The long-term goal of this interdisciplinary (numerical engineering modeling, bench-top and clinical experiments) project is to improve the predictability of orthodontic treatment. Predictability will produce reductions in iatrogenic side effects, needed corrections, office visits, and treatment time - all to benefit clinician and patient. The proposed study focuses on the two most used treatment strategies (translation vs. tipping with root correction) for canine retraction, a frequent clinical procedure. The three dimensional (3D) clinical orthodontic load systems will be controlled;the clinical outcomes based on tooth movement theory will be predicted;and the actual clinical outcomes in terms of treatment time, tooth movement, and root resorption will be quantified using newly developed technologies. Biological responses as reflected by local inflammation and bone quality will be monitored. Furthermore, the effect of genotype on clinical outcomes will also be evaluated. The main objectives are to (1) quantitatively evaluate two commonly used, but philosophically divergent, well-controlled orthodontic loading modalities by comparing treatment times and their attendant side effects, and (2) identify the roles of biological factors on the clinical outcomes. The hypotheses are: (H-1) the direct translation path (Strategy 1) needs less treatment time than the indirect pattern (Strategy 2);(H-2) Strategy 1 produces lower stress concentrations;(H-3) the strategy with the lower stress concentration will produce reduced stress-related side effects such as root resorption and inflammatory responses;and (H-4) IL- 12 Allele affects the treatment time of both strategies in a similar way, thus playing an insignificant role in comparison to the differences in the two treatment mechanics.

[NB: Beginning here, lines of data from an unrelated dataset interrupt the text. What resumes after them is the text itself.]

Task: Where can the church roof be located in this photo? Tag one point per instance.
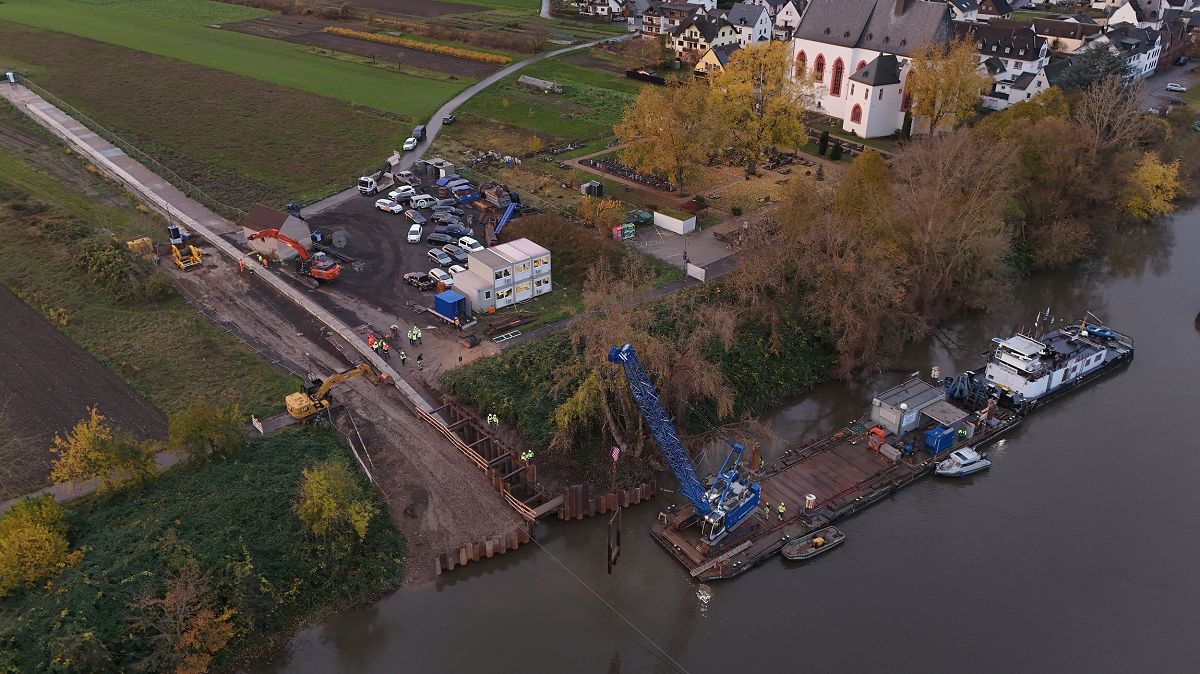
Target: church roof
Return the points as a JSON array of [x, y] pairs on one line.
[[881, 71], [897, 26]]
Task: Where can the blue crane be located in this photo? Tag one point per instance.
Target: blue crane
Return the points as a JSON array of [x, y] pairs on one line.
[[731, 498], [507, 216]]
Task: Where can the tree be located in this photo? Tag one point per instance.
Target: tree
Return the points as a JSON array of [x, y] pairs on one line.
[[33, 542], [1152, 187], [945, 83], [1109, 112], [757, 101], [333, 501], [864, 194], [601, 212], [203, 429], [94, 449], [669, 131], [183, 627], [949, 218], [1093, 65]]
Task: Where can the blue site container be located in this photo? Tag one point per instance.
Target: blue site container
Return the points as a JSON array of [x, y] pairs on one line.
[[939, 439]]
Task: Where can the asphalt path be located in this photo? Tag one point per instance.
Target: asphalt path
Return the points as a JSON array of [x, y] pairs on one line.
[[435, 125]]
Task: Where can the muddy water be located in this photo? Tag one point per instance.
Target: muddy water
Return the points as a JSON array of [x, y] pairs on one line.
[[1077, 552]]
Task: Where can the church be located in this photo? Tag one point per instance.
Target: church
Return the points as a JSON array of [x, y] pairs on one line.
[[857, 53]]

The specific aims (SA) are: SA-1 Characterize and quantify the mechanics of the treatment strategies using our previously developed orthodontic force tester (OFT). SA-2 Quantify the clinical outcomes in terms of 3D tooth displacements assessed from casts of clinical impressions and Conebeam CT (CBCT) images. SA-3 Directly associate treatment strategy mechanics with the clinical outcome. SA-4 Develop a method to quantify orthodontics-associated root resorption and tooth morphology using CBCT data. SA-5 Calculate the mechanical environment in bone, PDL, and root and determine the location of the tooth's center of resistance. SA-6 Treat patients with calibrated orthodontic load systems and quantify the resulting tooth displacements and biological responses. The outcomes of this study will provide clear evidence as to which strategy is superior. They will also provide insight into ways of reducing iatrogenic side effects and into the necessary evidence-based trade-offs for optimized treatment. With the knowledge gained, future orthodontic appliances will be designed to reduce side effects and treatment time. Furthermore, these results will provide a foundation for innovative mechanics that optimize other orthodontic treatments.
The project will clinically evaluate two commonly used treatment strategies on the same patient. Both treatment time and side effects including root resorption will be quantified. The relevance of this project is that it will clinically identify the superior strategy and the directions for improvement.